There are no good billionaires


I share with Alexandria Ocasio-Cortez the belief that there are no good billionaires.

“There’s a certain level of wealth and accumulation that is unearned,” Rep. Alexandria Ocasio-Cortez, D-N.Y., said during a May appearance on “It’s Open,” comedian Ilana Glazer’s podcast. “You just can’t earn that. You can get market power, you can break rules, you can abuse labor laws, you can pay people less than what they’re worth, but you can’t earn that.”

Her remarks caused an explosion of outrage from a lot of very rich people — and the media outlets they own — but many experts agree with her views.

“Billionaires just have too much and give back too little,” Brian Galle, a law professor at the University of California at Berkley, told me. In January, Galle published a book-length report titled “How to Tax the Ultrarich” for the Roosevelt Institute, and he has argued that a major problem with hyper-wealth is it creates unchecked power. “They control media, other key enterprises, and today the Cabinet.”

Billionaires have almost always obtained their money either by dishonorable means or by inheriting it from people who obtained it by dishonorable means and that any system that allows people to achieve this status is immoral. By dishonorable, I mean either illegally, or by using their connections to get an unfair advantage over others, or by taking advantage of all the loopholes available to exploit their employees or the resources of the Earth, or to drive out their competitors. It is the very rare person who had a good idea and then turned that into extreme wealth without using dubious methods. Hence billionaires should be considered to be people of poor character and one should never vote them into positions of any authority because they will use their power to further enrich themselves.

But one feature about politics that many observers have noted is that many lower-income voters are quite willing to support extremely wealthy candidates and vote into office people who do not represent their interests and in fact end up pursuing policies that harm them.

There are many factors that lie behind this phenomenon but undoubtedly one is the myth that wealthy elites propagate and the media disseminate, that the US is a meritocracy and that they got where they are by hard work, ingenuity, skill, and dedication, and that once in office they will use those qualities to benefit the people rather than themselves.

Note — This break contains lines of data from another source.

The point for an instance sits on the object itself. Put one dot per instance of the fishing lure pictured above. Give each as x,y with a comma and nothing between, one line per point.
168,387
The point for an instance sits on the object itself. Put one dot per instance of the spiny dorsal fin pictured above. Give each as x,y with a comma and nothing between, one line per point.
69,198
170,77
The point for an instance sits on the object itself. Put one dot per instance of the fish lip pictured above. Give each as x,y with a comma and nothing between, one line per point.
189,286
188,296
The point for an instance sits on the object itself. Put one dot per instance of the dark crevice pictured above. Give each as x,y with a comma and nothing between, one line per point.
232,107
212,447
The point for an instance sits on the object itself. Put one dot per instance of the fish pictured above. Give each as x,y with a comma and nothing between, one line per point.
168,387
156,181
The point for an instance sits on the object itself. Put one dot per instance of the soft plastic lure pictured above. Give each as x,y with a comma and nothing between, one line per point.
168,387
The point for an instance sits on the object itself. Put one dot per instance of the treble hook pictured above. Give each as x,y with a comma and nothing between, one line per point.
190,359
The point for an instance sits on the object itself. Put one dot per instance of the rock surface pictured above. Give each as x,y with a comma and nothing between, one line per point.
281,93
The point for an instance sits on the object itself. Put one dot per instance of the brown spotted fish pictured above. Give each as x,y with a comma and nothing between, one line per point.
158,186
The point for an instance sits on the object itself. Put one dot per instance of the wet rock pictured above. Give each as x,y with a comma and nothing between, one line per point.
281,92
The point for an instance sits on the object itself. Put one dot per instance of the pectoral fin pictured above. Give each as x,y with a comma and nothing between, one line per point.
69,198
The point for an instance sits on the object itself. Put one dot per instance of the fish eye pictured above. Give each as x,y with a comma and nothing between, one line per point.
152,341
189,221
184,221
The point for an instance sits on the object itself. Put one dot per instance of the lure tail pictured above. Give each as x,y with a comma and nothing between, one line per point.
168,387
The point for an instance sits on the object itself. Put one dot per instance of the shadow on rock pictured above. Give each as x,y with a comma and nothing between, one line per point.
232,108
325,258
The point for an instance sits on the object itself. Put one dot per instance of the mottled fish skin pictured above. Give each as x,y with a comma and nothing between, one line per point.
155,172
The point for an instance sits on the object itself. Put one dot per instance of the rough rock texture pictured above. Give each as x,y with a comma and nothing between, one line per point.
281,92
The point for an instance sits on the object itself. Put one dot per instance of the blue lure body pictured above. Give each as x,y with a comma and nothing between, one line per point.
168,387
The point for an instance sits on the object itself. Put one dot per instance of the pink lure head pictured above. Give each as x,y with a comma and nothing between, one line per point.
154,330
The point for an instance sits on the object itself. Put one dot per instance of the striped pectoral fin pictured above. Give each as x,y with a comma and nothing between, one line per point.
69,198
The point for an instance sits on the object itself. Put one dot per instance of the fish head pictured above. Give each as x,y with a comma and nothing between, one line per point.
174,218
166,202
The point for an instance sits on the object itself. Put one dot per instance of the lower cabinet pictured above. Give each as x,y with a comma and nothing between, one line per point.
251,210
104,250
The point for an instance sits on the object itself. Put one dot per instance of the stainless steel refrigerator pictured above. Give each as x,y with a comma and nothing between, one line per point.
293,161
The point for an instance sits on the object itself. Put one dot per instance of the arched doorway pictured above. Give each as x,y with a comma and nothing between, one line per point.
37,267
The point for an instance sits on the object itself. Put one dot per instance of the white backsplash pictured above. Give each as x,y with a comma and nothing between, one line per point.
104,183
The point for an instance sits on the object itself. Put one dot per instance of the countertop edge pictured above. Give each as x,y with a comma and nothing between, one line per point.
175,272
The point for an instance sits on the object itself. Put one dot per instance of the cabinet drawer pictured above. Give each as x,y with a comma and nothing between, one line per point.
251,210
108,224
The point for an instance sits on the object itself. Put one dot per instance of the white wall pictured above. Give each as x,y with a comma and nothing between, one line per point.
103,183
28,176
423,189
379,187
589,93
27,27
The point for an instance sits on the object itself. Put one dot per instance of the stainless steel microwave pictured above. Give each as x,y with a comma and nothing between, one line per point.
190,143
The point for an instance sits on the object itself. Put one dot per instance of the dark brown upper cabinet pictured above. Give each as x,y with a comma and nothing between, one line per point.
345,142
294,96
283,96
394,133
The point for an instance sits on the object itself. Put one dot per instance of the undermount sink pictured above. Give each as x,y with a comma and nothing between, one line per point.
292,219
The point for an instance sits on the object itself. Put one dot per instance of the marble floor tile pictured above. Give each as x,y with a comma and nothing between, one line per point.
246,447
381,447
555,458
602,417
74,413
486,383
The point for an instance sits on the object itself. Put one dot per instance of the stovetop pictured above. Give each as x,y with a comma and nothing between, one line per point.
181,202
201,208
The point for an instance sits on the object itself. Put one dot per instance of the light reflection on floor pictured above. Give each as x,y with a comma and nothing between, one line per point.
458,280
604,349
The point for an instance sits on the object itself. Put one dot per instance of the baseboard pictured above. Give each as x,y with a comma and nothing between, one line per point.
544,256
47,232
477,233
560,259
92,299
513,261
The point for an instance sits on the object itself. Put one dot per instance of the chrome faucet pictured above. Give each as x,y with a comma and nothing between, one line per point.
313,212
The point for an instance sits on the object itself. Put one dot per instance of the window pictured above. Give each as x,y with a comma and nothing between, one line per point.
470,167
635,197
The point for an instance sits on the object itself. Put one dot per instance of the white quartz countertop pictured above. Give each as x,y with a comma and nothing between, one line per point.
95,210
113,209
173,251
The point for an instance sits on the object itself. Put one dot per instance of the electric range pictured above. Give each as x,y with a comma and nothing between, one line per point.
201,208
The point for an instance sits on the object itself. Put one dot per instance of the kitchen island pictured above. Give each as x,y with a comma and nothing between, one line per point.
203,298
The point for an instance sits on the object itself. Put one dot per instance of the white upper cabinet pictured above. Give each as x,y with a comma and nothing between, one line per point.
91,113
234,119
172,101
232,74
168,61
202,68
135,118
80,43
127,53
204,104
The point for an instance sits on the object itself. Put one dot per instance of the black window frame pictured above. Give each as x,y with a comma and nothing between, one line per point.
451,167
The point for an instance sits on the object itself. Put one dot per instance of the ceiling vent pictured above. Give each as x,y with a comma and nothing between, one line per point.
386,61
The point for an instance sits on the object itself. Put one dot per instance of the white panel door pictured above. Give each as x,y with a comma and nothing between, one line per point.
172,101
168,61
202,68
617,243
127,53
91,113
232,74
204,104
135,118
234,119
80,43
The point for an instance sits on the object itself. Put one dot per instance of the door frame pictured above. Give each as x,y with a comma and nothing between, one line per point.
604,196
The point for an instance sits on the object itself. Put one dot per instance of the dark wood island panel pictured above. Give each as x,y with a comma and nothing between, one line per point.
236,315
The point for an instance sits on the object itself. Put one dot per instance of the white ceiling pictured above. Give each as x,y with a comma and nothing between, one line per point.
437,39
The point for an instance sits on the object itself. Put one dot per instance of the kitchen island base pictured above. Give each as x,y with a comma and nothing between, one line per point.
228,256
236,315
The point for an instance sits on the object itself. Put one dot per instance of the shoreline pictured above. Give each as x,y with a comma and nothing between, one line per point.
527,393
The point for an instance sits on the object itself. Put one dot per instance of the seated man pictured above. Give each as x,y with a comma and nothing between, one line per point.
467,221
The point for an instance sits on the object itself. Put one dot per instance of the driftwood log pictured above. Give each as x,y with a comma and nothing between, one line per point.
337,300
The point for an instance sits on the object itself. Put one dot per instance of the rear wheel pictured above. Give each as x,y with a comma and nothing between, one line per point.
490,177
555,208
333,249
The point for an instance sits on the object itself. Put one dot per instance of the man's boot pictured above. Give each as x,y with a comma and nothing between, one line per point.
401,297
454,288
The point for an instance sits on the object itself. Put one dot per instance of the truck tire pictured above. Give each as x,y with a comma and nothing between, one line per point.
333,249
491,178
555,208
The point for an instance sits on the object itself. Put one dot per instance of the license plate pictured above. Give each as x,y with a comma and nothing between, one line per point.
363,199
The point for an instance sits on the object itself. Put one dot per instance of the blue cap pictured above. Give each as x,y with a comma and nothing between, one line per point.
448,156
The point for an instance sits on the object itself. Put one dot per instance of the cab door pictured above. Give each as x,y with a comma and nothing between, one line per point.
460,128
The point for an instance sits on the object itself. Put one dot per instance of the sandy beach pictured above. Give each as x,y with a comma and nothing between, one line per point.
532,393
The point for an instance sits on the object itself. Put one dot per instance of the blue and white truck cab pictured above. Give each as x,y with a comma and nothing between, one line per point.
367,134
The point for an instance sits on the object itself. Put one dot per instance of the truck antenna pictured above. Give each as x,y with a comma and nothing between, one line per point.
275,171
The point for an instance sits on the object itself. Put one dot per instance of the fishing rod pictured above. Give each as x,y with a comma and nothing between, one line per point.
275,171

These wealthy are seen by their supporters as to be admired, rather than viewed with extreme suspicion about their integrity.

I was struck by this quote from a voter in Clacton in the UK where Nigel Farage is running for re-election in that constituency, that captures this mentality.

In Jaywick, a poorer neighbourhood 2 miles south of Clacton-on-Sea, voters are backing Farage.

“Nigel is not running scared of the parliamentary investigation,” says Martin, a retired locksmith who says he is on “first name terms” with Farage. “I think he is honest. What reason would he have not to be? He made his fortune in the City and he’s gone into politics to do something better for this country.

The idea that rich people will not enrich themselves in office because they are already wealthy and thus immune to the temptations of bribery and other forms of corruption seem to be widespread despite the many pieces of evidence that run counter to this myth. Trump is of course a prime example. He ran for the presidency boasting that because he was already rich he would be able to act purely in the people’s interest. But in office he has used every lever of power that he has, and there are many, to get more money, from the small to the big, for himself and his family and his cronies. Nigel Farage is also wealthy but seems to be constantly on the make, finding ways to get richer however dubious the means and sources.

The reality is that people who are very rich got that way by being utterly greedy and not caring about the fate of others. It is a deeply-rooted character trait, not one that changes easily, and one should always assume that they will continue to act that way. There may be the occasional class traitor who decides that they have got enough money, feels a little guilty about it, and now plans to work for the public good. But the burden is on them to show by their actions that that is indeed the case. One evidence would be if they support much higher taxes on wealth and income. In the cases of Trump and Farage, there has been zero evidence that they ever acted in any way that was for the public good at their own expense.

I am curious as to the extent that this myth of the beneficence of wealthy politicians depends on the socioeconomic status of the person. On a casual level it seems to be bimodal. On the one hand, it seems to be more common among people who are in the lower income brackets, who seem to think that they can aspire to be wealthy like their heroes if they too work hard. On the other hand, it is also common among the very wealthy because it feeds into their self-image as being admirable people and not unscrupulous predators.

It may be that it is people in the middle, who are aware that they have reached the peak of income possibilities and rising higher than that requires them to engage in dishonest and unethical practices, are the ones who are more skeptical of the characters of the wealthy. There was a Pew survey that broke down views of whether the existence of billionaires was a good or bad thing by age (younger people view them more negatively) but there was no difference based on family income. Another survey found that younger people are much more likely than the oldest to say that being extremely rich is morally wrong. But unfortunately this survey did not break it down by socioeconomic categories, which is what this post is about.